What secrets might lie beneath the fireplace mantel?

Curious, real estate agent Dan Nease slowly hoisted off the heavy wooden slab. And there in the soot, apparently untouched for decades, was a yellowed photo from 1931.

Pure coincidence? Or more evidence that this Shore Acres house was built by gangster Al Capone, who went to prison in the same year — 1931 — that the house was first sold.

Since a Jan. 28 Times story on current efforts to sell the Capone place, there have been numerous offers and a visit from a Mexican TV crew in town to cover the Super Bowl but looking for quirky stories on the side. While waiting for the reporter and cameraman, Nease decided to take a peek under the mantel of the white-brick fireplace with fish tiles — fish purportedly appear in every house Capone owned.

Curled in the soot were two small black and white photos. One, undated, is of two men and a woman standing beneath what appears to be a rock formation. The other shows two women and three men, posed in front of a body of water and what appears to be a railroad trestle. The back of this photo bears a postmark: Grand Island, Neb., Oct. 20, 1931.

Who are these people? Where were the photos taken? And is there any connection to Capone?

When built in 1925, the house was on the water but if there was ever a bridge, it's long since gone. Intriguingly, though, Capone had a brother who lived in Nebraska. He went by the name James Hart ("Capone'' might have attracted a little too much unwanted attention back then), and Hart's son and grandson are still there, according to Jonathan Eig, a former Wall Street Journal reporter who's writing a book on Capone.

The Times e-mailed both photos to Eig to see whether he could identify the people. He couldn't but made this observation:

"They're not dressed well enough to be gangsters!''

Since Capone's day, the house has had several owners, among them a prolific home flipper who sold it for $740,000 in 2006 at the peak of the real estate boom. The buyer defaulted, and the house is back with Countrywide Home Loans, which initially listed it at $262,000. It's now at $254,900.

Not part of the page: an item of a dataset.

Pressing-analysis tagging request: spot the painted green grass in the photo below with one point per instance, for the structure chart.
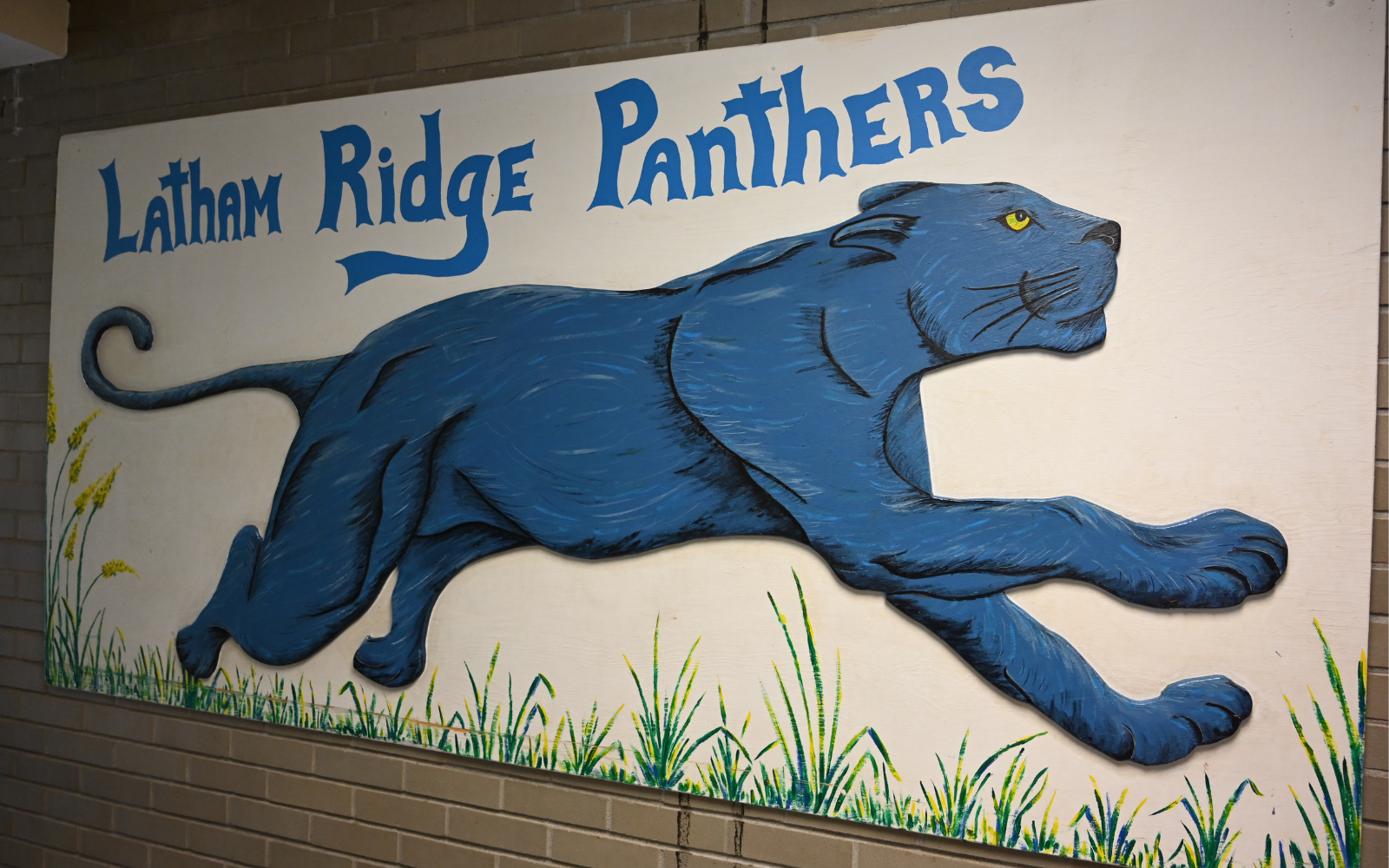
(806, 767)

"We've had several offers, but the bank has not accepted any,'' says Scott Samuels, liquidation specialist for ReMax Metro in St. Petersburg. "But with all the publicity, they've paid a whole lot of money to have the inside and outside painted.''

The loud colors are gone, replaced by softer taupes and beiges. The new owner will still have a lot of work to do — there are visible signs of termites, the yard is a wreck and the kitchen badly needs updating.

Still, how many houses can boast such a rich, mysterious past? Did Capone, who went to prison for tax evasion, stash some loot under the hardwood floors? Are there gems hidden in the attic? And who are those people in the photos? If you have a clue, give us a shout.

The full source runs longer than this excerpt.